Les intervenants en éducation n’ont pas été en mesure de citer les détails de l’entente, et le Service de relations avec les médias du ministère explique pourquoi. « Le nouveau protocole sera rendu public une fois ratifié par tous les signataires, d’après la porte-parole Martine Courage. En attendant, vous pouvez consulter le protocole précédent. »

Même réponse au Conseil des ministres de l’Éducation (Canada), l’intermédiaire entre les trois niveaux de gouvernement. « Les provinces et territoires font actuellement les démarches internes pour faire approuver et signer le protocole », précise Colin Bailey, le directeur des communications. Le processus pourrait s’étendre sur « plusieurs semaines ».

 

« Ça sent pas mal les élections fédérales »

« Si j’étais un conseil scolaire, remarque le politologue Rémi Léger, je me dirais : c’est un peu plate, ça sent pas mal les élections. Légalement, il n’y a pas de problème; éthiquement, on est à quelques jours du lancement de la campagne et le fédéral a fait beaucoup d’annonces. On aurait aimé que ça sorte plus tôt. »

Mais le temps pressait, selon le chercheur de l’Université Simon Fraser. « Ça fait 18 mois qu’on attend l’argent. Si l’annonce n’était pas faite avant la campagne, ça nous poussait jusqu’à 2020. » Entretemps, dit-il, certains conseils scolaires subiraient des difficultés financières.

Le politologue conteste l’officialisation du pacte sans la ratification des partenaires. « Le plus étonnant, c’est que la ministre puisse annoncer un nouveau protocole même si elle est la seule à l’avoir signé. Elle a dit qu’elle n’est pas préoccupée que les provinces et territoires ne l’aient pas encore fait, que c’est juste une question de temps. »

Une fois le processus complété, l’entente-cadre sera disponible sur le site de PCH, selon la directrice générale de la Fédération nationale des conseils scolaires francophones, Valérie Morand, présente à l’évènement ministériel. « Nous pourrons donc avoir tous les détails et la FNCSF sera en mesure de répondre aux questions. »

 

« Une nouvelle ère de coopération »

Rémi Léger signale que les négociations avec certaines provinces auraient été difficiles, en raison de nouvelles conditions avancées par le fédéral.
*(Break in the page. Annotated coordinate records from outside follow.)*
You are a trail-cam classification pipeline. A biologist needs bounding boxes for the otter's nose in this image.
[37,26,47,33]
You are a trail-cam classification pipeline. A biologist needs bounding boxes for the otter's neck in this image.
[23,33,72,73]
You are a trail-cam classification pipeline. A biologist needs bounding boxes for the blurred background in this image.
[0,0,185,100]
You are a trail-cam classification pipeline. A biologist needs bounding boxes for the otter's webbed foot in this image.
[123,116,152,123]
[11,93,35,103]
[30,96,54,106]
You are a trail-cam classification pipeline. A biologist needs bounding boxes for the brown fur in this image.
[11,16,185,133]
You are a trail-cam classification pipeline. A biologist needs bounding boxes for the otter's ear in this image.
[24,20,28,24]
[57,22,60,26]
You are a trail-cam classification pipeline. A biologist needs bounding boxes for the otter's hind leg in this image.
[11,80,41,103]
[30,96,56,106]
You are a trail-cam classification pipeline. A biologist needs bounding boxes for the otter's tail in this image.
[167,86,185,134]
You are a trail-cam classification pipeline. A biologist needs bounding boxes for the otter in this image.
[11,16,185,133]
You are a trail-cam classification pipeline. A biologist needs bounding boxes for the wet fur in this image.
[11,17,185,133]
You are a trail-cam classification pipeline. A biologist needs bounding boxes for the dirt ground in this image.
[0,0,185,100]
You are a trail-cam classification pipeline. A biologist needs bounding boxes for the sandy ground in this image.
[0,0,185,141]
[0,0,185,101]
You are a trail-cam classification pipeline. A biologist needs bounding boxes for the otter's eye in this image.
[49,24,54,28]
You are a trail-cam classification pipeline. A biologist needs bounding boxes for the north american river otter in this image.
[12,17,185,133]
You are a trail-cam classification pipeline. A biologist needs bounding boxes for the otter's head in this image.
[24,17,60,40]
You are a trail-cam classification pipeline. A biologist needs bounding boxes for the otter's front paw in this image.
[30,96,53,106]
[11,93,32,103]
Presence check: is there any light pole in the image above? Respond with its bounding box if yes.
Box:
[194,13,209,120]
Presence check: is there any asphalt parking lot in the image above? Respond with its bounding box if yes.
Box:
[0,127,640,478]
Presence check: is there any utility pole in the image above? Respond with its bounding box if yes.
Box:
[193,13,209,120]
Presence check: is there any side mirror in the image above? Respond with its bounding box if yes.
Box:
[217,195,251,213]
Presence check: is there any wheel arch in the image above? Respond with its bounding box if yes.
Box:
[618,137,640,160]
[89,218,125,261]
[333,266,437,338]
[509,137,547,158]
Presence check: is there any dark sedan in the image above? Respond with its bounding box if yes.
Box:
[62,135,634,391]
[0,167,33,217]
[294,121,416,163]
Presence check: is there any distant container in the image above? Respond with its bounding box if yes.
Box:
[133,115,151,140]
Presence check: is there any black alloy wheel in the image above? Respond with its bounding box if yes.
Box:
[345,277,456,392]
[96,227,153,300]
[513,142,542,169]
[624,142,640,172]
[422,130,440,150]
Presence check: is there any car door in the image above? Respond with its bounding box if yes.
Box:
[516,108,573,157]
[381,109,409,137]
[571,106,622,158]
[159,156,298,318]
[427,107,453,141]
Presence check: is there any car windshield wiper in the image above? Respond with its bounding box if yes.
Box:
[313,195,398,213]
PCH confirme la démarcation entre le nouveau cadre et les précédents : « Il démontre un engagement des gouvernements pour une consultation et une collaboration accrue avec les intervenants en éducation et une plus grande transparence dans la reddition de comptes. »

Selon la FNCSF, l’annonce marque « une nouvelle ère de coopération ». Le protocole reconnaitrait le rôle des intervenants, dont les conseils scolaires, dans la livraison des services éducatifs en français. « L’entente est assortie d’un engagement des gouvernements de consulter les conseils scolaires pour l’élaboration de leur plan d’action. »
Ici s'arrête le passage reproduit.